Former Sixers great Hal Greer diesPhilly.com — Keith Pompey Philly.com
April 16--The 76ers have lost a legend.
Hal Greer, 81, a Naismith Memorial Basketball Hall of Famer and former Sixers great, passed away Saturday in Phoenix after battling an illness. The Sixers, in a statement Monday, extended their condolences to the Greer family.
"Hal Greer's talent, drive, tenacity and unforgettable jump shot made him a Hall of Famer and one of the 50 greatest players in NBA history," NBA commissioner Adam Silver said in a statement. "And NBA champion and the 76ers' career scoring leader, he also embraced a leadership role in the racial integration of basketball at Marshall University and his home state of West Virginia.
"As the NBA family mourns Hal's passing, we celebrate his deep and lasting impact in our game."
Mr. Greer played 15 seasons (1958-73) in the NBA, five with the Syracuse Nationals and 10 with the Sixers. He won an NBA championship with the Sixers in 1967 and was a 10-time NBA All-Star.
Mr. Greer was the first player to have his number retired by the Sixers organization, as his No. 15 was honored in 1976.
The 76ers will celebrate Mr. Greer's life and legacy when the Sixers face the Miami Heat tonight in Game 2 of the Eastern Conference quarterfinals at the Wells Fargo Center.
Mr. Greer averaged 19.2 points, 5.0 rebounds and 4.0 assists in 1,122 games. His best season was the 1967-68 campaign, when he averaged a career-best 24.1 points.
However, Mr. Greer will always be remember for playing a key role in the 1967 championship. The squad, led by Wilt Chamberlain, dethroned the eight-time defending NBA-champion Boston Celtics in the Eastern Conference finals. Then the Sixers beat the San Francisco Warriors in six games in the NBA Finals.
The Sixers had an on-court ceremony for members of their 1967 championship team during halftime of a game against the Celtics back on Dec. 3, 2016.
Mr. Greer said that he knew back then that the team would be remembered as one of the all-time greats.
"The talent was there," he said before the ceremony, his first time in Philadelphia in 25 years. "Of course, the big guy [Chamberlain], he was already there.
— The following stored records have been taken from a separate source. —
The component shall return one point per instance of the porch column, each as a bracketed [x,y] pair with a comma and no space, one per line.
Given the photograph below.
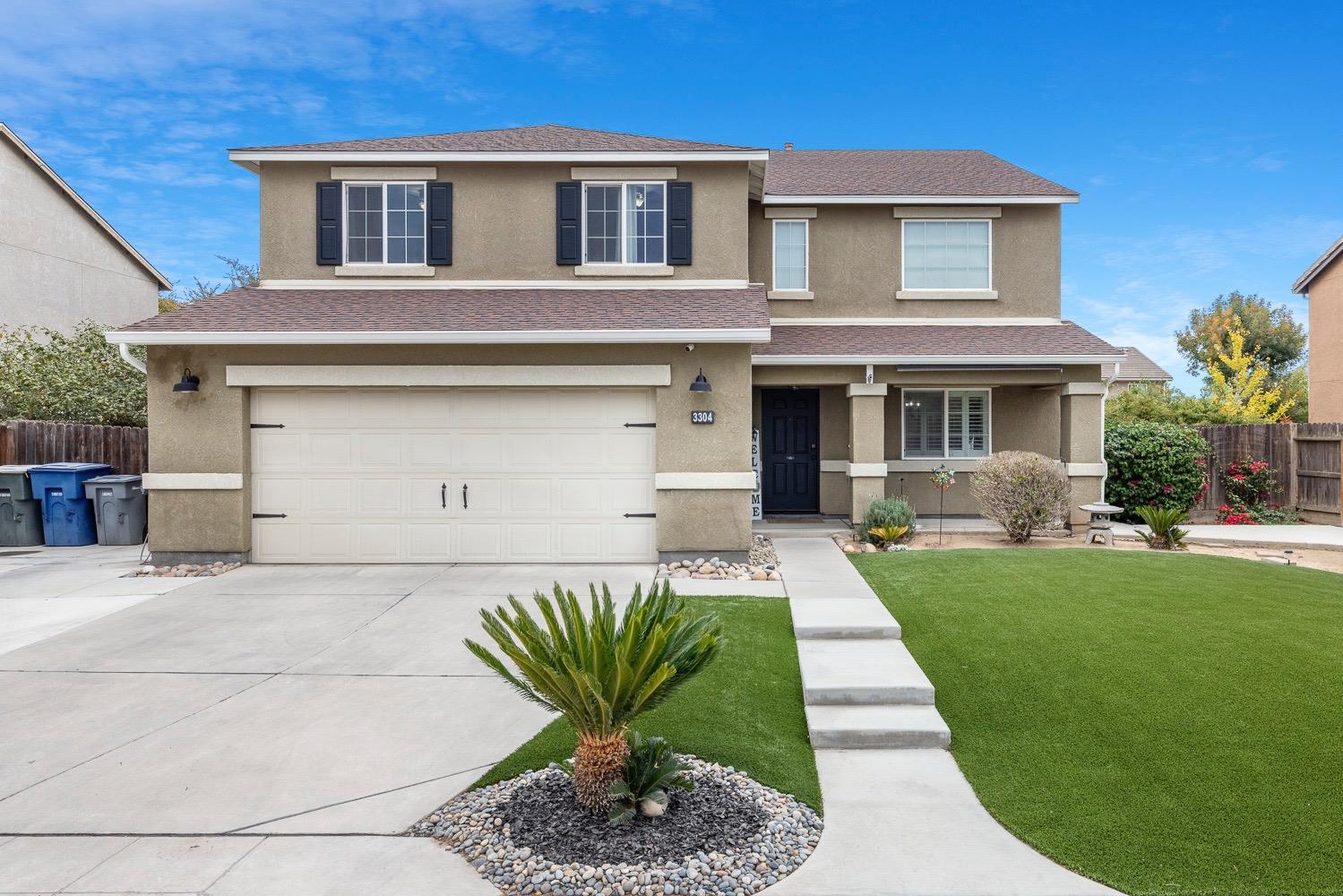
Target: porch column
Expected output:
[866,445]
[1081,441]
Billy Cunningham was the best sixth man since [Boston's] John Havlicek. We knew we had the material. All we had to do is get it all together.
"That's what [coach] Alex Hannum did. He got it together, and we won it."
The Sixers averaged a league-leading 125.2 points. Chamberlain shot 68.3 percent from the field and averaged 24.1 points, 24.2 rebounds, and 7.8 assists. Mr. Greer was the second-leading scorer at 22.1, followed by Chet Walker (19.3) and Cunningham (18.5).
All four of those players and Hannum went on to become Hall of Famers.
Back in 1980, the squad was tabbed as the best team in league history during the NBA's 35th-anniversary celebration. In 1996, Chamberlain, Cunningham, and Mr. Greer were recognized as three of the league's all-time top 50 players for the 50th anniversary celebration.